Why do the Americans stage fashion shows for children awaiting adoption- and should we try it in Europe?
In this documentary we travel to Middle America to witness the extraordinary aggressive marketing of children. The catwalks are highly controversial. But they work; those children deemed impossible to adopt- teenagers, sibling groups and those with special needs- very often find permanent homes thanks to these events.
But critics claim that putting the most vulnerable members of society on display in this way is dangerous and question the motives of adults who appear to be “shopping for a child”.
But it doesn’t stop at fashion shows- weekly TV spots, adoption conferences, online videos and photo exhibitions featuring children for adoption are just some of the innovative recruitment efforts employed by both private and public adoption agencies to prevent the tragic “aging out” some 28,000 young people each year.

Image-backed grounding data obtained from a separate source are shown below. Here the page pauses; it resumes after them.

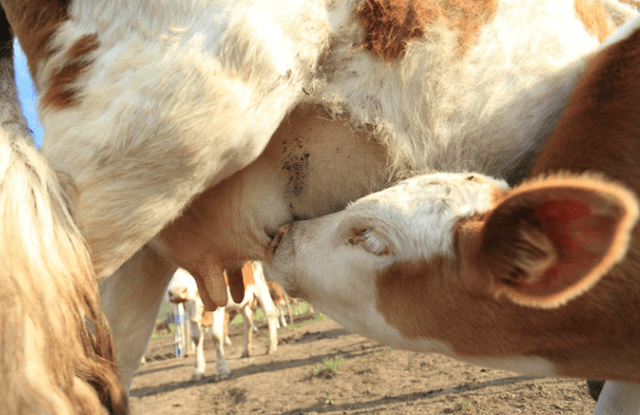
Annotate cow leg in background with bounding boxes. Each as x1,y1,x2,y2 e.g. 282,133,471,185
211,307,230,381
239,304,255,358
185,300,206,382
277,305,288,329
100,245,176,393
593,381,640,415
284,294,294,326
251,264,279,355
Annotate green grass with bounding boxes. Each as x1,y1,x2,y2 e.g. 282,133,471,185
150,301,176,340
305,356,346,378
151,300,317,340
231,301,313,325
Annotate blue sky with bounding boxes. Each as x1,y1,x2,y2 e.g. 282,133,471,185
14,39,44,147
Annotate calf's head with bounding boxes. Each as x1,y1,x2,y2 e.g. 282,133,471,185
267,172,640,381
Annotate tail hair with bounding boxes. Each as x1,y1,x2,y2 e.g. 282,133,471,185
0,59,127,414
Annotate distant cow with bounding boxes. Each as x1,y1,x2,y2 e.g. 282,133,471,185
169,264,279,381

Why does it matter? Who cares if these children age out of foster care and end up on their own? Studies have shown that these young people are much more likely to become homeless, suffer mental illness, and ultimately, end up in the criminal justice system.
With unprecedented access we speak to adoption industry insiders, social workers and parents, as well as children participating in these events –some who have been lucky enough to find families, and others who continue to wait, and wait and wait.

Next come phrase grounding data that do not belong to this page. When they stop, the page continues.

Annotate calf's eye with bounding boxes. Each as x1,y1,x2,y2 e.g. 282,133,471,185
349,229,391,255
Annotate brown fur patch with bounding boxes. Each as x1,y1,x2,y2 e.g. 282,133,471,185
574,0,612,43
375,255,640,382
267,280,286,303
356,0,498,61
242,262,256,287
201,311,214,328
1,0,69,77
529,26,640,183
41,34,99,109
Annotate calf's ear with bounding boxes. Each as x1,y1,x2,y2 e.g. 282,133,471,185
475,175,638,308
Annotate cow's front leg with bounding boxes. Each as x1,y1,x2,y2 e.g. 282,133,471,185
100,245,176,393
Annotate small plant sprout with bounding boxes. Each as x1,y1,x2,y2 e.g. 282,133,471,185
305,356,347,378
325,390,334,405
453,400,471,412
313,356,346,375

In Europe we look at the situation in the UK and Spain.
Spain is in the midst of a genuine revolution in its child protection legislation. As nobody knows for sure how many children are actually in care, or how many children age out of the system each year ,the Senate Committee on Adoption is having a hard time trying to establish new working practices and above all, shorten the process, which can take up to 10 years- a torturous wait for both children and parents. Until now marketing in adoption has been seen as a dirty word, but will that change?
The UK, traditionally very conservative, is gradually starting to imitate its American friends, employing limited marketing strategies to increase the numbers of adoptions. The involvement of the media and celebrities is bringing the issue to the fore and so far, has proved successful
So which system is right? Do the children suffer fear and humiliation in these events? Is it an acceptable short-term sacrifice if they then find a family? Is the risk of public rejection worth it?
Are the catwalks the lesser of two evils?